Los preparativos
Por toda la ciudad se sabía en México que iba a celebrarse un solemne auto de fe.
Un auto de fe era en aquellos tiempos una de las «diversiones» más concurridas y más del gusto del pueblo.
La Inquisición desplegaba en semejantes casos un lujo y un esplendor que fascinaban.
Preparábase el auto de fe con muchísima anticipación.
Se hacía un presupuesto de lo que en él debía de gastarse, y, por supuesto, que no se economizaba ni se olvidaba nada.
Un anfiteatro levantado en una plaza, que casi siempre era la mayor. Y en ese anfiteatro, como si se tratase de dar una corrida de novillos o la representación de un auto sacramental, o unas maromas, se preparaban lujosos palcos desde dónde pudiesen «gozar de la diversión» el virrey, la audiencia, los empleados públicos, las comunidades religiosas, los personajes de la nobleza y las principales damas de la población; además, había graderías para el pueblo, es decir, para los plebeyos.
Los palcos principales, sobre todo el del virrey, que solía ir acompañado de la virreina, se adornaban con gran lujo: alfombras de seda, cortinajes, muebles soberbios; y ese palco estaba comunicado por medio de una especie de puente levadizo con una de las casas inmediatas al lugar en que se celebraba el auto de fe.
Por ese puente, el virrey pasaba de la casa al palco y del palco a la casa, y en ésta se preparaba un convite, y camas y alcobas para dormir, porque como el auto duraba muchas horas, y algunas veces días, el virrey, cuando se fastidiaba de oír condenaciones y de ver penitenciados, o se sentía con hambre, pasaba con los inquisidores a la casa a comer opíparamente, y a descansar y a dormir.
Pero los muebles y demás útiles que se ponían en esta casa eran de gran lujo; las vajillas siempre de plata, los tapices de seda recamados de oro, y nada se omitía para que S. E. y las personas que le acompañaban se encontrasen satisfechas y contentas.
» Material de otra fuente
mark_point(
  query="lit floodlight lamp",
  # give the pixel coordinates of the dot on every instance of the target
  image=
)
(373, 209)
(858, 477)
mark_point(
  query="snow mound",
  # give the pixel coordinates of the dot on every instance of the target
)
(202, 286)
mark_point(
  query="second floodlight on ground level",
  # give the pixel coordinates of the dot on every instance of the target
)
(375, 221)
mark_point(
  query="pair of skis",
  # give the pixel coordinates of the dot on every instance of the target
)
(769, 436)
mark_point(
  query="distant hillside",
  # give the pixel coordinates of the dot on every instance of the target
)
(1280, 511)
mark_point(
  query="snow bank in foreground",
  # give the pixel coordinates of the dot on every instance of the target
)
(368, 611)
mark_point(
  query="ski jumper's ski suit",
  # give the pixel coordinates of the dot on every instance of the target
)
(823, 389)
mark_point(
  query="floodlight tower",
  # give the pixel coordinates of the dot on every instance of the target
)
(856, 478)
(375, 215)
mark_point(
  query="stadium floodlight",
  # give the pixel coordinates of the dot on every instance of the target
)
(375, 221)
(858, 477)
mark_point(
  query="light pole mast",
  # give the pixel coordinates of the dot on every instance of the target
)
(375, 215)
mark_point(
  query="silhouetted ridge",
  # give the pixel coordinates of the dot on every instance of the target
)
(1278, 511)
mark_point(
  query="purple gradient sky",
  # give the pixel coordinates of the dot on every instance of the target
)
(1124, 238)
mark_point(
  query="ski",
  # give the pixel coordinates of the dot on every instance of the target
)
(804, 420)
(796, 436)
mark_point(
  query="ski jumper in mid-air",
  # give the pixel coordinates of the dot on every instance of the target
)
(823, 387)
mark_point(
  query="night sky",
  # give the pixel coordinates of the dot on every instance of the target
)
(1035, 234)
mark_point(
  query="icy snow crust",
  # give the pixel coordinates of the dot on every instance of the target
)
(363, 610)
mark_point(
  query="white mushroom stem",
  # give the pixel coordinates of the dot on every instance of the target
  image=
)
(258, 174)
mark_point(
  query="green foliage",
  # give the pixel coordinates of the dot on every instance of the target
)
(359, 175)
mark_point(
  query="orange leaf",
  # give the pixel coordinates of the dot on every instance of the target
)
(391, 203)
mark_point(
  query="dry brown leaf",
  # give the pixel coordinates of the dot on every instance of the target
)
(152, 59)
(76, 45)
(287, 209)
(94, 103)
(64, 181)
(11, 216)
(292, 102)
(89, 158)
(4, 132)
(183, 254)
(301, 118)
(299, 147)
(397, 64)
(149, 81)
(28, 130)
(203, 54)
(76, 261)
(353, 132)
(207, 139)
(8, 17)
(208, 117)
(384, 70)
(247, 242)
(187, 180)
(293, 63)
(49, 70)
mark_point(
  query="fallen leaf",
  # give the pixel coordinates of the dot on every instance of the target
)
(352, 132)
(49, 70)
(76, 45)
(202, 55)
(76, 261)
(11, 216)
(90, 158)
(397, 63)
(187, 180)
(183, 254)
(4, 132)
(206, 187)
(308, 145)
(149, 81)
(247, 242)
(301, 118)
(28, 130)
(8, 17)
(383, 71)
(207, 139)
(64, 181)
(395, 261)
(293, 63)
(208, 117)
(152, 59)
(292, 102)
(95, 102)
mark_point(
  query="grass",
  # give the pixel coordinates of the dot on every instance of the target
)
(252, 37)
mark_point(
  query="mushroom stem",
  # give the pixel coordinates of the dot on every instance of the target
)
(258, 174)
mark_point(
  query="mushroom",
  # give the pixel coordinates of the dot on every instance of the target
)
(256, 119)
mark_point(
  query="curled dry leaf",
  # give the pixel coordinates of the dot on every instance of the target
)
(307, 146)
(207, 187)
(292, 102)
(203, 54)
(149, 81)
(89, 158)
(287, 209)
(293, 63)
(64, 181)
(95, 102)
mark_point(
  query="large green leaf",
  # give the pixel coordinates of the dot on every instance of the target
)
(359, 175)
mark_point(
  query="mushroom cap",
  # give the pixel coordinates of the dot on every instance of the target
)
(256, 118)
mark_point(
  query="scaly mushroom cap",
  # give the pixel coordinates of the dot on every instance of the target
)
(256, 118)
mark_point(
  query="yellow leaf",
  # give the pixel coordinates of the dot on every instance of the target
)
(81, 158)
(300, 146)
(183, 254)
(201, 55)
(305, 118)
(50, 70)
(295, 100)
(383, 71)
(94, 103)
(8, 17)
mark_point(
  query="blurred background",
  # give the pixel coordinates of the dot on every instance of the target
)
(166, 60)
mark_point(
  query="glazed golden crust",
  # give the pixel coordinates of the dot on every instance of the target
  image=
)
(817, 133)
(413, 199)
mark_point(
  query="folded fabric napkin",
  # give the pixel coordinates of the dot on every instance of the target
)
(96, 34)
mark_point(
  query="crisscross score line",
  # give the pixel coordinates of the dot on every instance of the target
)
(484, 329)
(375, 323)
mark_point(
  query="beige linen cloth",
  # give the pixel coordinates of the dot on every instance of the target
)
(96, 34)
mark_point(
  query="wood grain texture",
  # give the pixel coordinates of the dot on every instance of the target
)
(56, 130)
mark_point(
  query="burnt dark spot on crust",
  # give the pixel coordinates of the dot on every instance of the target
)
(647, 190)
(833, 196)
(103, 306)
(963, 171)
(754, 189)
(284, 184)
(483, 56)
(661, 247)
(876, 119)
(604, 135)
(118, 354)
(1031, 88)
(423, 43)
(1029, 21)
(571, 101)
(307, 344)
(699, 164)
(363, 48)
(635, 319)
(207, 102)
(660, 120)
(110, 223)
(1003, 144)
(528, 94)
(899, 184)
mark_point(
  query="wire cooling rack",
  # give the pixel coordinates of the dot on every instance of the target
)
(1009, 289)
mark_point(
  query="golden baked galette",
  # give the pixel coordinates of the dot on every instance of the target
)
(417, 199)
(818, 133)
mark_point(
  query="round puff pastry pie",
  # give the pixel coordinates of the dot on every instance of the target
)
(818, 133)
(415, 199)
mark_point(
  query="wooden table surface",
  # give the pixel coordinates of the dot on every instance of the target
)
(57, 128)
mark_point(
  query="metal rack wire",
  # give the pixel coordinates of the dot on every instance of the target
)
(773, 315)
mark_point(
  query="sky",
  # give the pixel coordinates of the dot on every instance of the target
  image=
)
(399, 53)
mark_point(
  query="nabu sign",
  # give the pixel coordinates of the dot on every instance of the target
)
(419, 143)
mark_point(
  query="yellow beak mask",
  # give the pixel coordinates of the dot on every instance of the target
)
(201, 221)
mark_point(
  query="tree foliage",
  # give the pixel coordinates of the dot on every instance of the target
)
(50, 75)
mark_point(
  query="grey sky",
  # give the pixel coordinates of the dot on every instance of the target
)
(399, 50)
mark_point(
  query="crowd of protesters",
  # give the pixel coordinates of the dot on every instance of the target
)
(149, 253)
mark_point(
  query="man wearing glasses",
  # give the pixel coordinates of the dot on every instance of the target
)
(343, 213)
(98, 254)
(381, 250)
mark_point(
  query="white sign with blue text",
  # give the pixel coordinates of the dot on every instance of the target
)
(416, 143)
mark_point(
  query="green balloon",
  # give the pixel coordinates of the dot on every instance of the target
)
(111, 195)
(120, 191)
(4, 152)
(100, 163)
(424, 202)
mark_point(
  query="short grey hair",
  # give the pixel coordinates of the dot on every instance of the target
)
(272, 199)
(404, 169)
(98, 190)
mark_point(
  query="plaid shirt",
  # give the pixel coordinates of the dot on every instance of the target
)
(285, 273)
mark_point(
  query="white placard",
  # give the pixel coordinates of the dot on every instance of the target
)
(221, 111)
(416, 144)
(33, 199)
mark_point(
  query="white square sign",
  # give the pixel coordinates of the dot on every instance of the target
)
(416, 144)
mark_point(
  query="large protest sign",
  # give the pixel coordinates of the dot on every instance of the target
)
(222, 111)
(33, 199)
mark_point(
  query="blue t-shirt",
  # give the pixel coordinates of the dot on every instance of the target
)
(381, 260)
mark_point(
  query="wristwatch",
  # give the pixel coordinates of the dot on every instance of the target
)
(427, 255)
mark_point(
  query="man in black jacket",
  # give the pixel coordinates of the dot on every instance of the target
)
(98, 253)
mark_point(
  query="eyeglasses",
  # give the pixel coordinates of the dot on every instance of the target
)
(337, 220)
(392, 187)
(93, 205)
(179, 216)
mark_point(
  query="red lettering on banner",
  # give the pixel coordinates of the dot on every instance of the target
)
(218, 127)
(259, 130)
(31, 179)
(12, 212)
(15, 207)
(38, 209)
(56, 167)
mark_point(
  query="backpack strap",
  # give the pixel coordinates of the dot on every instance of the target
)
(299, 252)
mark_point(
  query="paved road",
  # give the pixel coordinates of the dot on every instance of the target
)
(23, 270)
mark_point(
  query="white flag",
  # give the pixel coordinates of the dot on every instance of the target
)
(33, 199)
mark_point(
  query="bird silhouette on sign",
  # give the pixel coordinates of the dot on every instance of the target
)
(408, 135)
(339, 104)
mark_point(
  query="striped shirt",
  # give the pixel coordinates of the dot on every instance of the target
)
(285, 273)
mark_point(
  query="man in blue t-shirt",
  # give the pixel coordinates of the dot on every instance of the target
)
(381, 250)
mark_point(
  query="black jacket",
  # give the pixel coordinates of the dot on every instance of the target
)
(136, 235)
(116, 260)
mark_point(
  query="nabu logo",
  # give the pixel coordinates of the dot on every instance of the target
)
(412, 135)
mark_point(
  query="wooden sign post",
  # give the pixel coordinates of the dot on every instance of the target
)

Se adornaban los balcones y las ventanas de todas las casas vecinas, con cortinajes y con cuadros que representaban algún santo.
Todos los concurrentes al auto vestían lo más lujosamente que les era posible, y las azoteas y los balcones se llenaban de gente, que iba a ver la procesión de inquisidores, y clero, y virrey, y audiencia, y empleados y señores de la nobleza, que salían de la Inquisición seguidos de los penitenciados y se dirigían al lugar destinado para el auto de fe.
Los penitenciados iban acompañados cada uno de dos clérigos o frailes que le exhortaban en el camino; vestían el sambenito, que era una túnica de colores, en donde estaban pintados o bordados, sapos, culebras, demonios, llamas, cráneos, y cuanto podía causar horror: por tocado llevaban un gorro de ridícula figura, y en la mano velas de cera, generalmente de color verde.
En el anfiteatro en que se celebraba el auto de fe, se ponía un púlpito para que se predicase un sermón alusivo al auto, y dos ambones o tribunas para que allí se leyesen las causas y las sentencias.
Enfrente de aquellas tribunas se establecía un alcalde, que representaba al «brazo secular», es decir, a la justicia ordinaria.
Relajábase a un reo, es decir, se le sentenciaba por el Santo Oficio a ser entregado al brazo secular, e inmediatamente se pasaba la causa al alcalde, y éste, allí mismo, sin más ver ni estudiar ese proceso, sentenciaba al reo a ser quemado, vivo muchas veces, y otras después de ser ahorcado.